Rock's "Rock and Roll Revival" tour, touching down at Joe Louis Arena Friday and Saturday, is a full-scale rock and roll revue, with Rock and special guests Peter Wolf and Rev. Run tearing through rock, metal, hip-hop, country, soul and whatever else they feel like in the two-and-a-half hour show. It's a big, bad waltz through 40 years of American music, and it features Rock and his genre-mashing best.
I checked out the show Tuesday night at Saginaw's Dow Event Center, where the crowd was partying like it was still Super Bowl Sunday (don't those people have to go to work today?). The show was a warm-up of sorts for this weekend's shows, which will also feature Dickey Betts from the Allman Brothers.
Here are the top five can't-miss moments from the show. Time your bathroom breaks accordingly (or just wait for the show's built-in 12-minute intermission).

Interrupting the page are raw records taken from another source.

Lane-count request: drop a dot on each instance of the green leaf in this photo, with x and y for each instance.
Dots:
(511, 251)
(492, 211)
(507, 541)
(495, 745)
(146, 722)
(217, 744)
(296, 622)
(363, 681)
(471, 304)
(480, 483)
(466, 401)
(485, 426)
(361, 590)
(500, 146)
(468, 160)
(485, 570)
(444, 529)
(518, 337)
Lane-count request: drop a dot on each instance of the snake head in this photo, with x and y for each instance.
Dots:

5. Peter Wolf's rant. The former J. Geils Band frontman may not be in the best shape of his life -- few 61-year-olds can pull off the leather pants look, and even fewer when pairing them with New Balance tennis shoes -- but the unkempt wildman, taking tugs of Jim Beam straight out of the bottle, has got a great rant in the middle of the show that leads into the J. Geils Band's "Must of Got Lost."

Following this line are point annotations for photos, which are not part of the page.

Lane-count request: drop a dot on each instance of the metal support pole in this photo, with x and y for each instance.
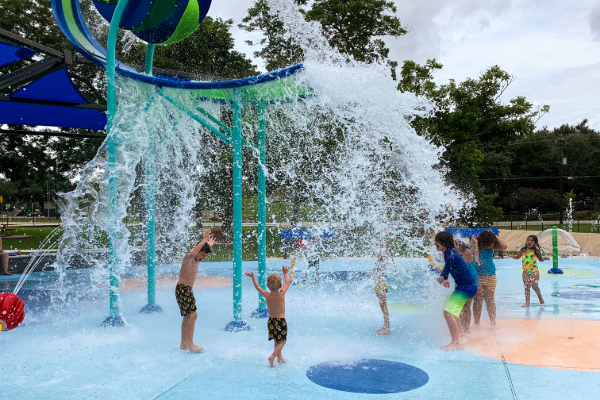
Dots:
(149, 195)
(114, 319)
(237, 324)
(262, 311)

4. "Cowboy" and "Bawitdaba." Sure, you've heard them a million times before, but with Rock's expanded, 10-piece Twisted Brown Trucker band providing the muscle, the songs have rarely sounded this bombastic.

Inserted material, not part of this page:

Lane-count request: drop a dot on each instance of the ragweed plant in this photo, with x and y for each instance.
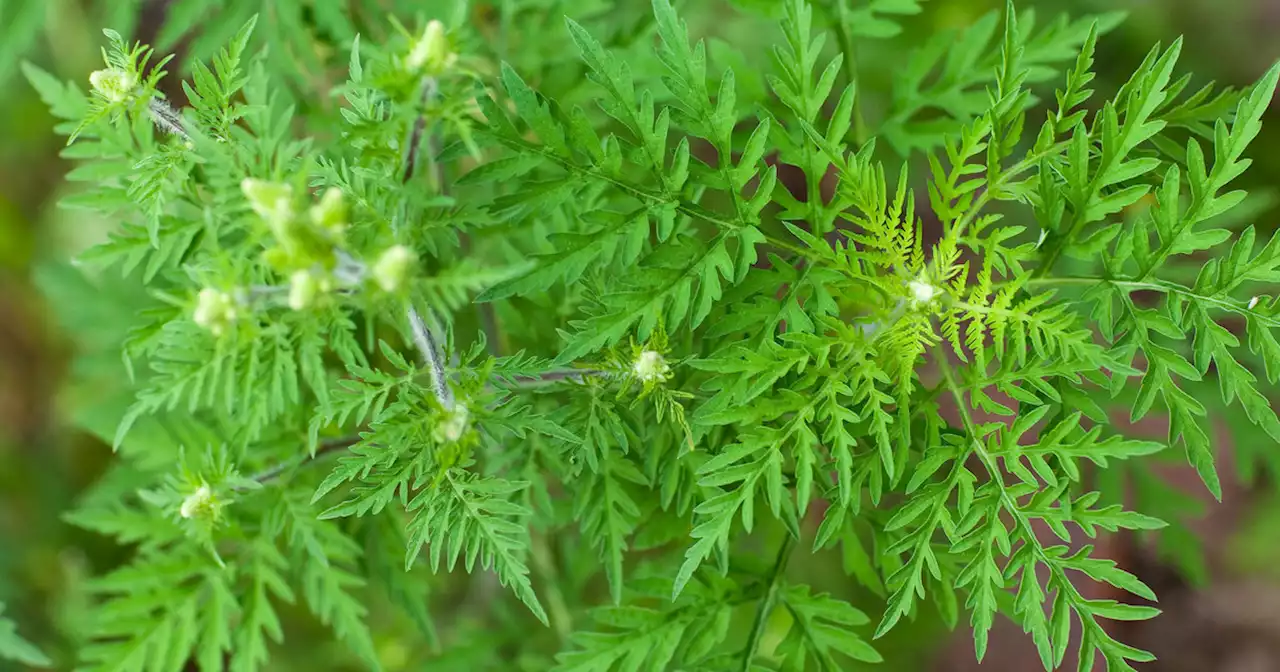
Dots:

3. The new stuff. "Rock N Roll Jesus," "Amen" and "All Summer Long" already feel like Kid Rock staples, and "Lowlife (Living the Highlife)" fits in well with the likes of "Welcome 2 the Party." (I'm still not sure about the roller-coaster-as-metaphor-for-life "Roll On," which is a bit of a snooze.) Of course, I once felt like "Rock 'n' Roll Pain Train" was a grower, but it -- like everything else from Kid Rock's self-titled 2003 album -- has been excised from the setlist altogether, so who knows which songs will survive the cut the next go-round.
2. The closing number. No spoilers here, but don't miss the pre-encore show-closer when Rock is joined on-stage by his special guests for a surprise cover.
1. Rock and Run's set. For all his genre mixing and matching, Kid Rock is a hip-hop kid at heart, and his set with Run DMC's Rev. Run is not only the highlight of the show, it feels like it's what Rock should have been doing for years. He obligingly plays the hype man and lets Run take the show, and it's an arm-waving delight to watch the pair tear through Run DMC classics like "You Be Illin'" and "It's Tricky," not to mention a riff-tastic "Walk This Way." For everyone who has griped about Rock's lack of rapping on his last few records, this is what you've been waiting for.
And here's one to skip:
"Half Your Age." Kid Rock's kiss-off to Pamela Anderson is about half as clever as he thinks it is, and performing the song only makes him seem petty in his breakup with Pammy. The song is saved, last minute, by an assist from drummer Stefanie Eulinberg, but can still safely be axed from the setlist and no one would be bothered.